Les vrais coupables de ces tueries, outre, évidemment, ceux qui les commettent eux-mêmes, sont les censeurs qui, par leur zèle, repoussent les idées minoritaires de plus en plus loin, les forçant à vivre aux marges de la société. J’avais déjà abordé ce sujet dans un article précédent ; Facebook, en censurant la droite conservatrice, contribue à sa radicalisation.

Prenons un exemple, pour illustrer mon idée. Imaginons un jeune homme au début de la vingtaine et qui a quelques sympathies nazies, sans que celles-ci soient nécessairement bien développées. Dans le scénario A, il s’exprime sur Facebook et est banni par le réseau à cause de ses propos « haineux ». Dans le scénario B, il s’exprime sur le même réseau et n’est pas banni.

Scénario A. Notre ami, appelons-le Adolphe, s’exprime sur Facebook au quotidien, y fait part de son vécu, publie des photos de paysages, et occasionnellement partage des articles en y faisant des commentaires vantant les nazis. La plupart du temps, quelques personnes l’approuvent mais la plupart, même ses amis ou sa famille, trouvent des contre-arguments ou dénoncent ses idées. Une fois, il va « trop loin » et publie un commentaire franchement raciste. Le réseau le bannit. Ayant perdu son moyen d’expression, il se met à la recherche d’autres plateformes lui permettant de s’exprimer. Il tombe sur des sites de plus en plus sombres où des gens parlent de nazisme sans honte et où il peut écrire ce qu’il veut sans censure. Il développe de nouvelles amitiés virtuelles au sein d’une communauté blanche se posant comme dernier rempart de la race blanche contre le génocide blanc et il s’éduque sur les thèmes les plus prisés de cette communauté. Il se radicalise de plus en plus jusqu’à ce que…

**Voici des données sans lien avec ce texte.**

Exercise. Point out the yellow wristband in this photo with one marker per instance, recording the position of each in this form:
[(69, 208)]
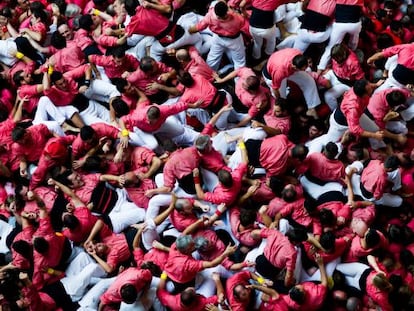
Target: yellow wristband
[(125, 133), (19, 55)]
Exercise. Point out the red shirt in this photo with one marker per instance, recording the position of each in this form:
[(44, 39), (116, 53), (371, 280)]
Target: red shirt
[(112, 70), (275, 153), (228, 27), (279, 65), (139, 278), (278, 250), (374, 178), (182, 268), (226, 195)]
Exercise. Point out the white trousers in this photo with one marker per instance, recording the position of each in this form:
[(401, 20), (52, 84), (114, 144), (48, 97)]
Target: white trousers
[(259, 35), (339, 30), (234, 49)]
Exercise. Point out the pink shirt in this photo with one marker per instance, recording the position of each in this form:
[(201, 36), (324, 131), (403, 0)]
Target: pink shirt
[(405, 54), (180, 164), (228, 27), (139, 118), (139, 278), (353, 107), (350, 69), (279, 65), (275, 153), (278, 250), (112, 70), (374, 178), (182, 268), (379, 107), (226, 195)]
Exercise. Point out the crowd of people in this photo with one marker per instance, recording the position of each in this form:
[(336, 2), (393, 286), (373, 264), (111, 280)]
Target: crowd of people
[(206, 155)]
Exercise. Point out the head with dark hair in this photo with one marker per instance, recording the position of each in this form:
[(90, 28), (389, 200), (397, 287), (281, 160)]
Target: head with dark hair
[(188, 296), (331, 150), (120, 107), (221, 9), (372, 238), (391, 163), (225, 178), (360, 87), (339, 53), (395, 98), (300, 151), (70, 221), (57, 40), (186, 79), (86, 22), (327, 241), (147, 64), (297, 294), (300, 62), (247, 217), (40, 245), (129, 293)]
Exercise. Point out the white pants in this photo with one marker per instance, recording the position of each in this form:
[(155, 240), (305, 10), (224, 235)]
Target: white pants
[(125, 213), (339, 30), (234, 49), (78, 275), (306, 37), (337, 90), (260, 34)]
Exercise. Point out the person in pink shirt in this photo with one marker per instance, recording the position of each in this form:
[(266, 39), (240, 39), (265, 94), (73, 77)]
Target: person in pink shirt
[(226, 25), (346, 69), (128, 285), (116, 65), (191, 61)]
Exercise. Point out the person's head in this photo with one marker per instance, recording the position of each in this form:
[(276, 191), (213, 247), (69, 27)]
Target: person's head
[(331, 150), (339, 53), (40, 245), (118, 54), (57, 40), (225, 178), (297, 294), (65, 31), (299, 152), (70, 221), (185, 244), (22, 77), (251, 84), (362, 88), (300, 62), (381, 282), (203, 143), (184, 206), (153, 114), (391, 163), (129, 293), (87, 134), (147, 64), (188, 296), (221, 9), (372, 238), (241, 293), (247, 217), (120, 107), (289, 193), (186, 79), (327, 241)]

Scénario B. Notre ami Adolphe s’exprime sur Facebook au quotidien. Une fois, il va « trop loin » et publie un commentaire franchement raciste. Sa mère, qui ne sait pas trop bien utiliser le réseau, lui répond dans les commentaires qu’il est invité à l’anniversaire de sa grand-tante. Son cousin, ferré en politique, lui explique de quelle manière son raisonnement est faux, que la race n’existerait pas, qu’il n’y aurait que des pigments, etc. S’ensuit une longue discussion entre son cousin, lui-même, et des amis aux tendances nazies. La semaine d’après, il republie un autre commentaire où il précise sa pensée, et une autre longue discussion s’ensuit. Ainsi de suite ; à chaque commentaire plus radical, il fait face au caractère marginal de ses idées et est confronté au fait que non seulement il n’est pas le représentant de la race blanche contre le génocide blanc (des idées qu’il n’a pas encore pu exprimer de cette manière car ne s’étant pas encore radicalisé sur d’autres sites plus obscurs), mais qu’il est plutôt marginal et met dans l’embarras sa famille.

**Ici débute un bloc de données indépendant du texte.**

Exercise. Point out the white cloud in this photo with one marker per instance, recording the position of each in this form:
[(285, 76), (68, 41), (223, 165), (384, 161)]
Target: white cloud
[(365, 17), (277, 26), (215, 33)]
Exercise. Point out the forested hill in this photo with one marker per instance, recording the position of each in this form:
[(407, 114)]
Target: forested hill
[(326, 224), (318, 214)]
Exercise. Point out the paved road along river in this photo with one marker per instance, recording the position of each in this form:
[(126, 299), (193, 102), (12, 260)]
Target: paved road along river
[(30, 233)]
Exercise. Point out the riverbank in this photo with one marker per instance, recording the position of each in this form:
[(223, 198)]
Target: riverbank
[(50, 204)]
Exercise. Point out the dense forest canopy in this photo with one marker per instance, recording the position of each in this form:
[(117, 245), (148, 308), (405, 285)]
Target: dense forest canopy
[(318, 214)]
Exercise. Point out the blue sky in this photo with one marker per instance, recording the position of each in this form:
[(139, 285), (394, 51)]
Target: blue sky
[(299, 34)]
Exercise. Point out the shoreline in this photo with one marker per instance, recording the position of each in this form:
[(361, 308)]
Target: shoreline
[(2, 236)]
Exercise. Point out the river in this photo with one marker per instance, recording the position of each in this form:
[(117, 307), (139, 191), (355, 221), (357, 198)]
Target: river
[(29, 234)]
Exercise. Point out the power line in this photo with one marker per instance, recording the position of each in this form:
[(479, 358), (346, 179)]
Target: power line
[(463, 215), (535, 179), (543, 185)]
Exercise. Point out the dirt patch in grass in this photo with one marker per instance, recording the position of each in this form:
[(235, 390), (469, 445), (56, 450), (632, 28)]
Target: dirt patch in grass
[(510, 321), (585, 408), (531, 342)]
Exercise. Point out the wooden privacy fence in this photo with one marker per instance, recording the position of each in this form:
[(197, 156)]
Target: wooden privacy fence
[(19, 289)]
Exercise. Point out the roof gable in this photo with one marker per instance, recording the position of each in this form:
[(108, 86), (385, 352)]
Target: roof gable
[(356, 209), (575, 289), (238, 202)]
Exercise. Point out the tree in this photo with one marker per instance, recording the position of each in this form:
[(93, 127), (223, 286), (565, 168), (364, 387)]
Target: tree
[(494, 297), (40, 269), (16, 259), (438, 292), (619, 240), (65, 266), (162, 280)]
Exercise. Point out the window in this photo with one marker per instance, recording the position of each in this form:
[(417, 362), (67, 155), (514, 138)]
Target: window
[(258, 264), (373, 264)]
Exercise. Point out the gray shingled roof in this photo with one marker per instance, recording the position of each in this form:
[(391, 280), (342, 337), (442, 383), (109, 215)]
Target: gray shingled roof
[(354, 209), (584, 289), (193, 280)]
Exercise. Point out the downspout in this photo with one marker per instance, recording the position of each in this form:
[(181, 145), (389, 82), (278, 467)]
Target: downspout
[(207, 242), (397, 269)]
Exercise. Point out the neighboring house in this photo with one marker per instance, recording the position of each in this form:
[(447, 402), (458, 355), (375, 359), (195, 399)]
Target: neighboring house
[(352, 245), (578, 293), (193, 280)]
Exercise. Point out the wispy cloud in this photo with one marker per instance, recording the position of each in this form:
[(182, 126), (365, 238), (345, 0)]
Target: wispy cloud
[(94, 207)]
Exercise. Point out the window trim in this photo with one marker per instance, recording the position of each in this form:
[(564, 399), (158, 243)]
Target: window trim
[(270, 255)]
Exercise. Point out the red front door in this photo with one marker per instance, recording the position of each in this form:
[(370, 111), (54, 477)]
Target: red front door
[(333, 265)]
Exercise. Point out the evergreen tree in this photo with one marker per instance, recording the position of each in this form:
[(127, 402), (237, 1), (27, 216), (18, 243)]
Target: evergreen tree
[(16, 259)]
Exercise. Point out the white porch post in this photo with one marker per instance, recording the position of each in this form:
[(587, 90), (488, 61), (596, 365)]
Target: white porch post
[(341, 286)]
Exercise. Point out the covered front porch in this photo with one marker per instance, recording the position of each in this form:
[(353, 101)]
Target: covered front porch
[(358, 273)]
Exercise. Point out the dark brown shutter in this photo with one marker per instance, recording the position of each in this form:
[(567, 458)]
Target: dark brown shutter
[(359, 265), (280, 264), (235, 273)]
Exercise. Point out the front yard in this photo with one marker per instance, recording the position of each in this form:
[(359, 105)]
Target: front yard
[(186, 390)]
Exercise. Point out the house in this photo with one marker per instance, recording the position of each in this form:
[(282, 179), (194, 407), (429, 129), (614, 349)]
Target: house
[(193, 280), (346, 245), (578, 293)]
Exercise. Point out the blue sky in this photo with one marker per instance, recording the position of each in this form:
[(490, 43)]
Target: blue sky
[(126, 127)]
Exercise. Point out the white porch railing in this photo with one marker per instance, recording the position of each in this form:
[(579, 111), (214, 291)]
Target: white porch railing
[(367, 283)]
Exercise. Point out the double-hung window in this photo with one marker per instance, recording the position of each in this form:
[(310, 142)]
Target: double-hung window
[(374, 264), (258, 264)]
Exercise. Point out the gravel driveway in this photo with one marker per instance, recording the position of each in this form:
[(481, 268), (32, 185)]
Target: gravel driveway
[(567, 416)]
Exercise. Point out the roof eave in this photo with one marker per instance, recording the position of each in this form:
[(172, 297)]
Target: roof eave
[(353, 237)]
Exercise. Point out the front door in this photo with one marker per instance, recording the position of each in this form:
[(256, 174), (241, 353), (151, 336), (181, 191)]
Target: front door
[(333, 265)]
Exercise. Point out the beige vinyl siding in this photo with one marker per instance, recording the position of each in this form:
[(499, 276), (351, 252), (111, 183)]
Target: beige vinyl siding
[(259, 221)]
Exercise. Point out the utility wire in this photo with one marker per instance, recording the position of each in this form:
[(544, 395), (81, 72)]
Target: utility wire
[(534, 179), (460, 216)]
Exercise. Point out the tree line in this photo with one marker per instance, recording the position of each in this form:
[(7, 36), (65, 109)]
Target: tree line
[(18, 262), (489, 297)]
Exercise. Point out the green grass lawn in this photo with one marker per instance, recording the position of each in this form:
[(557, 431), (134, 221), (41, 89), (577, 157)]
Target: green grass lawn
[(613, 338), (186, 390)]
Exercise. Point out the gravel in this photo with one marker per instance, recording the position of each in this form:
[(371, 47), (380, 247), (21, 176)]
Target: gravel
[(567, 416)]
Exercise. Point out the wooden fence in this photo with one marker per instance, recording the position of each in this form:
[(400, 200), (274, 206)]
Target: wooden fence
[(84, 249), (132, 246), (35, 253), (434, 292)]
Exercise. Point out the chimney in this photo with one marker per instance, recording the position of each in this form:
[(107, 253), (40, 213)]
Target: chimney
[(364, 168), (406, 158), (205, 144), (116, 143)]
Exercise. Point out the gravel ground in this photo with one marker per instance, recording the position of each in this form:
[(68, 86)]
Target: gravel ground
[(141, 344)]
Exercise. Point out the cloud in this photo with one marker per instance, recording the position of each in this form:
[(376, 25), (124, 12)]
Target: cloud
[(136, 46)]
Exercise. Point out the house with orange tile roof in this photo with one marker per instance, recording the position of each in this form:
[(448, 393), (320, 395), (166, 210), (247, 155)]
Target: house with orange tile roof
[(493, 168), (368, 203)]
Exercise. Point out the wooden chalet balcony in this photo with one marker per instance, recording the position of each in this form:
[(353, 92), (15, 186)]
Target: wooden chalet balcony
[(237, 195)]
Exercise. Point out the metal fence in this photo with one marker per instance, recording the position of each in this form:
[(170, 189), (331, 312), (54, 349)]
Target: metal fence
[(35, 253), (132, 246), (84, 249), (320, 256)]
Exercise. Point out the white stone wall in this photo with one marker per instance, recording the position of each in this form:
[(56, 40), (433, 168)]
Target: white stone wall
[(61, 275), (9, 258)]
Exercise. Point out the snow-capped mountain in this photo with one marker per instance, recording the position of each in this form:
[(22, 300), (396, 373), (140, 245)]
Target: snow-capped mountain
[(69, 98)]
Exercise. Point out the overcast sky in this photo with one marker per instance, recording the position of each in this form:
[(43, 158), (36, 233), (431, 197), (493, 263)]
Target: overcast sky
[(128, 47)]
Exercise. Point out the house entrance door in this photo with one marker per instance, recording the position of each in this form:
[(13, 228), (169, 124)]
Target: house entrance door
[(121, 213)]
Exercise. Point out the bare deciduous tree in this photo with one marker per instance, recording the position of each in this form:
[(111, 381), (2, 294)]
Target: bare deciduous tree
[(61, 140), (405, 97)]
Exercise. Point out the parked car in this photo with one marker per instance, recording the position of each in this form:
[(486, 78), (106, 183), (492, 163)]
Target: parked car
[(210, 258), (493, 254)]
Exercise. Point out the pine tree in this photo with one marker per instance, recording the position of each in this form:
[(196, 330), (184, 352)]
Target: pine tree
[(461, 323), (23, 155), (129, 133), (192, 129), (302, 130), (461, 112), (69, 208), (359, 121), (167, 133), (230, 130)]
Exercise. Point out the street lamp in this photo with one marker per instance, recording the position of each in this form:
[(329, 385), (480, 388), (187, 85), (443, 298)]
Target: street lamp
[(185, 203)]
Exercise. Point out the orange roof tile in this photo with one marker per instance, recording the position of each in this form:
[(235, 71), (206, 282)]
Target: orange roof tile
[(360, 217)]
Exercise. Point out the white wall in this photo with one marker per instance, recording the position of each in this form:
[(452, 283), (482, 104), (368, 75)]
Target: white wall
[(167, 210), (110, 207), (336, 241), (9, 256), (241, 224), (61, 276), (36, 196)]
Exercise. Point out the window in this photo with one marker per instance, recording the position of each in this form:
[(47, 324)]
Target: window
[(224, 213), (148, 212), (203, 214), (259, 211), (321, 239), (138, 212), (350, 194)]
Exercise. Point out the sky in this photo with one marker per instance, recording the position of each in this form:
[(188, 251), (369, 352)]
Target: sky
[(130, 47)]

Notez, encore une fois, que je ne porte aucun jugement sur les idées prônées ici — le génocide blanc peut ou ne peut pas exister, cela n’est pas mon propos ; il s’agit d’un simple exemple de ce qui se produit face à la censure.

Dans le scénario A, Adolphe répond à la censure en se radicalisant. Il cherche et trouve des gens partageant ses idées et, privée de contre-arguments ou d’opposition, cette communauté virtuelle grandit et se radicalise jusqu’à se croire investie d’une mission de guerre sainte contre tel ou tel groupe.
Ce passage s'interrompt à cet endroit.